I got invited to see an early run of I CALL MY BROTHERS, written by Jonas Hassen Khemiri, directed by Abhi Shrestha, now playing with Interrobang Theatre Project at Rivendell Theatre (5779 N. Ridge Ave).
The play functions as memory, fantasy, dreamscape, reality, all meshed together in an intricate mesh that challenges our own preconceptions about Arab culture around the world. The argument can be made (and heck, here I am making it) that nationalist/anti-immigrant attitudes are far worse in Europe than they are here, State-side. Set in Sweden in 2010, the play finds Amor, a young Arab-Swedish man, racking his brain to work through the relationships in his life: friends, family, unrequited loves, when all his thinking and rambling is further pushed over the edge after a car bomb explosion in his city. Now, anti-Arab/Muslim attitudes have invaded Amor’s own brain, making him question his own place in the world. Through his struggle, we begin to question our own perception of how we see our fellow Arab citizens day-to-day: where does your mind go when you see someone wearing a hijab, or a keffiyeh? What images pop into your mind? How does the world see you?

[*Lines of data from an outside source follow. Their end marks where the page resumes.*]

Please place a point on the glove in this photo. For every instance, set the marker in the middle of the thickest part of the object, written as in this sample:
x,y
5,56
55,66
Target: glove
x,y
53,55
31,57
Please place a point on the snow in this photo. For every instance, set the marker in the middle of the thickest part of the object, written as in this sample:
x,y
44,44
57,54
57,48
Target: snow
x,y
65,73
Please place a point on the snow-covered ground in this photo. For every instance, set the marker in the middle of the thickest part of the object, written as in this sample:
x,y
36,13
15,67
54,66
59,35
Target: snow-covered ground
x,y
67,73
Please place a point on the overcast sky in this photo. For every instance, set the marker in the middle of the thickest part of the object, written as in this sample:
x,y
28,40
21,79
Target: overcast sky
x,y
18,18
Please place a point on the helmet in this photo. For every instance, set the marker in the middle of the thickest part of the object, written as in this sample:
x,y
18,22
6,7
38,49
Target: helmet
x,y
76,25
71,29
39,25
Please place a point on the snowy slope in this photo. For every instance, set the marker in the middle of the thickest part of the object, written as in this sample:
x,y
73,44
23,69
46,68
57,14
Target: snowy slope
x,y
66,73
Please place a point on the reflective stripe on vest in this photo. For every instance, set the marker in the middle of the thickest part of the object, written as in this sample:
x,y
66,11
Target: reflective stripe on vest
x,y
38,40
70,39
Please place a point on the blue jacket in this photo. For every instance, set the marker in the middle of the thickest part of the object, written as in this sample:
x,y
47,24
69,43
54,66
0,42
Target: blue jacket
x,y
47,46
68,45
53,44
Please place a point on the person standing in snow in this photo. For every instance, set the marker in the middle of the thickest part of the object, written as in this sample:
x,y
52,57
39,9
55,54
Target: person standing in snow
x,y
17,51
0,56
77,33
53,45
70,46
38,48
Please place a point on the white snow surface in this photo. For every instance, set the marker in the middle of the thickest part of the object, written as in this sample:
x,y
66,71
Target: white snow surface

Shrestha’s world is artful, painful, a sea of empathy wrapped in a theatrically engaging tapestry. We are thrown into memories and phone calls and flashbacks and never lose a sense of where we are in the story. The four-person cast is all tremendous and each find their time to command the narrative in their own way, lead by the propulsive Salar Ardebili.
I hope y’all get the chance to see I CALL MY BROTHERS. It tells a story with characters we rarely see in the American Theater. And if we do see them, it is usually through the lens of a White Narrative. These are the stories we need to hear right now, and this is a shining example of the power of theatre as Empathy. Please see it if you can.